Lawler closed the browser. “You quit? Or get fired?”

  “I don’t feel good, if it’s any of your business.”

  “See you tomorrow, Susie Q. Freckleface.” He dropped his voice. “Unless you want to see me sooner. I got something so’s I can keep going. You know.” He showed her a pair of blue Viagra in his sweating palm.

  Buddy, a lout, unchanged since school days. What had been she thinking? “They’re melting.”

  “I got more.” He threw them into her trash can, wiped his hand with one of her crying tissues. “I still want to talk to you some more, sweet girl.”

  “Not happening.”

  “Since last time, I ain’t quit thinking about you for a minute.”
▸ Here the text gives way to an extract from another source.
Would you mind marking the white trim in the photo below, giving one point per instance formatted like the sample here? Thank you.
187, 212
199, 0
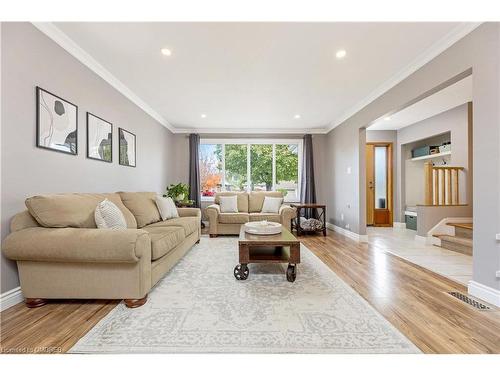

  She felt a flash of anger—at him, at herself. Hissing. “What I got from you I can get at home, and just as shitty. You little-dicked redneck nincompoop.”

  Chelsea, striding away and leaving him gape-mouthed. Mean as shit, and for no good reason than to hurt his feelings.

  Confused about what’d happened with Buddy, with Uncle Hill, and at wit’s end regarding Dusty, she thought, if Dusty admits the truth and shows repentance, what then?

  Do I even want him, now?

  Had she ever?

  More complicated than she’d let herself believe. And perhaps not entirely a bad thing—except for the baby.

  The baby.

  The baby.

  She drove home a cold statue, ready to see what her husband had to say for himself. Her life was going to change tonight. She didn’t know how, yet. But it would. Her heart spoke the truth even when her head didn’t. This time she would listen.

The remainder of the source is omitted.